The beer company had to withdraw 1m cans of beer and took a reputation hit from the adverse media coverage.

On another occasion, the same brewery spent three months on a wrongdoing investigation because its in-house gasoline pumping station had an unexplained loss of thousands of gallons of fuel.

The pumps were discreetly monitored with surveillance cameras. But still the fuel disappeared without the thief being caught.

Then, the logs were checked just a little further back, before the fuel began disappearing. It found there was an accident when a truck drove off while still attached by the hose.  Further checks were made and a crack was discovered in an underground fuel storage tank.

The fuel had been leaking out into the ground.  In fact, it had been pouring into the water table in a town famous for brewing due in large part to the quality of its water.

The crisis had now taken on a very different hue!

Careful crisis preparedness planning will get you through those first few hours and even days of a crisis, when often you don’t yet know the full extent of the problem.
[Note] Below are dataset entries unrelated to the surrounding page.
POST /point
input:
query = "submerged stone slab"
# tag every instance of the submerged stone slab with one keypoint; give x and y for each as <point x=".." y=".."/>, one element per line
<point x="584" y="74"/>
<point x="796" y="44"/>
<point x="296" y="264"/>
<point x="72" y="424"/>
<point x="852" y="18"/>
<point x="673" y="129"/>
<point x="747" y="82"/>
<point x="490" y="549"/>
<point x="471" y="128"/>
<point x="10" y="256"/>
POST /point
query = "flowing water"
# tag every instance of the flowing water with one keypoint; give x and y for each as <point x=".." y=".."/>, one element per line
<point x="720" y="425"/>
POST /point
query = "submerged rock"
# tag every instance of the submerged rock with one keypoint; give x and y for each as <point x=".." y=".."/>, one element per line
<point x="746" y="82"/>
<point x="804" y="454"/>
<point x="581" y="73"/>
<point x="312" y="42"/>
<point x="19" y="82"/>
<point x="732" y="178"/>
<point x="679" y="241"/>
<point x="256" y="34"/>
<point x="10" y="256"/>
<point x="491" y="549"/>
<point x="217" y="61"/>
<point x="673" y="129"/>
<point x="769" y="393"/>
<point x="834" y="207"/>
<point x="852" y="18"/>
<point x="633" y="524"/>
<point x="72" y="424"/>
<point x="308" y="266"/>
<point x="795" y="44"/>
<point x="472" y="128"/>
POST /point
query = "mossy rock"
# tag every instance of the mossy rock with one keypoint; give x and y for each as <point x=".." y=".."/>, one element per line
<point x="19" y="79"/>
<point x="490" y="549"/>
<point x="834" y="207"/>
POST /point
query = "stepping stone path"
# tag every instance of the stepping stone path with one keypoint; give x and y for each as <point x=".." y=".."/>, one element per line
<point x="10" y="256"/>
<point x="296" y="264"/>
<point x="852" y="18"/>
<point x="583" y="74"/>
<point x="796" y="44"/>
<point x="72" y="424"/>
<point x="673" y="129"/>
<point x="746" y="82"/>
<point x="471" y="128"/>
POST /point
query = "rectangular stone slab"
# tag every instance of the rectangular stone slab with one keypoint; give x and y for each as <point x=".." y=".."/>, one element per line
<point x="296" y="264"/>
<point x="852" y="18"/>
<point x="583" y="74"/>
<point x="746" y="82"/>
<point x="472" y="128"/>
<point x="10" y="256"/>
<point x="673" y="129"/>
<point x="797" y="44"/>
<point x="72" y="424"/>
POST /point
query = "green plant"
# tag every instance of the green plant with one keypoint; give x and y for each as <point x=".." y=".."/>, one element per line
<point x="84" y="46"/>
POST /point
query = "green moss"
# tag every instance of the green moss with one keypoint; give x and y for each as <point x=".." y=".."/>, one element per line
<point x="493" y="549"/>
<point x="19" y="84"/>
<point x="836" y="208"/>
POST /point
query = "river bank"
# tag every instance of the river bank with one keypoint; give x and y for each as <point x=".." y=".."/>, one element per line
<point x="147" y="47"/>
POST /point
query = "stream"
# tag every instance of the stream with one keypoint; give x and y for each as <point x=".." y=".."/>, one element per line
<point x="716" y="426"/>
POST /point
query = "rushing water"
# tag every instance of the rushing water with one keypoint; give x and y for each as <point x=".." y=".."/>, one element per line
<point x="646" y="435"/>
You also need the full crisis team engaged in those early hours, including all the in house functional experts such as HR, engineering, operations, manufacturing and sales, in addition to communications and risk.

All your plans, processes and crisis team details should be accessible via a crisis app on your smartphone, enabling you to activate the team and share information – even when the crisis breaks at midnight on the Friday of a holiday weekend.

Check your crisis plan – if it's more than two years old, it needs a refresh both for content and activation.